Na avaliação do advogado constitucionalista Guilherme Amorim, o presidente Jair Bolsonaro não necessariamente cometeu crime eleitoral, pois proferiu o discurso eleitoral após o desfile.

“Ficou demonstrado como é possível ter dois momentos bem distintos. Ele procurou isso à risca. Na cerimônia cívico-militar, ele se comportou nos limites da situação em que comparecia como chefe de Estado, representando a República Federativa do Brasil”, disse Amorim.

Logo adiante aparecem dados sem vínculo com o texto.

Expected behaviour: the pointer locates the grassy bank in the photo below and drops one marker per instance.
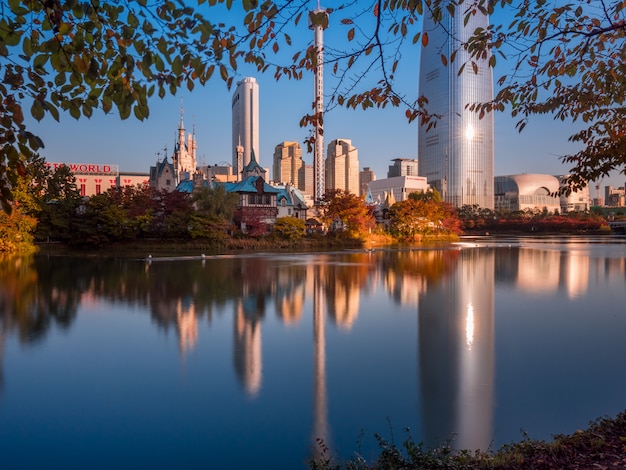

Outro ponto controverso do evento em Brasília foi a presença do empresário bolsonarista Luciano Hang, dono da rede de lojas Havan. Ele subiu na tribuna para acompanhar o desfile, ao lado de autoridades. Para o advogado eleitoral Cristiano Vilela, deve-se haver ponderação para não quebrar o protocolo.

“Quando se trata do evento oficial, feito no 7 de Setembro, organizado pelo cerimonial do Palácio, da Presidência, é um evento institucional. Nesse evento o presidente não pode se utilizar desse aparato, dessa estrutura, para fazer campanha eleitoral”, disse.

“No determinado momento em que ele participou do evento, fez o discurso dele, ele estaria fazendo o correto, mas a partir do momento que ele começou a extrapolar a fazer fala de cunho político, eleitoral, fazendo diferenciações entre candidatos, aí sim, ultrapassou os limites e começou a fazer campanha eleitoral”, destacou Vilela.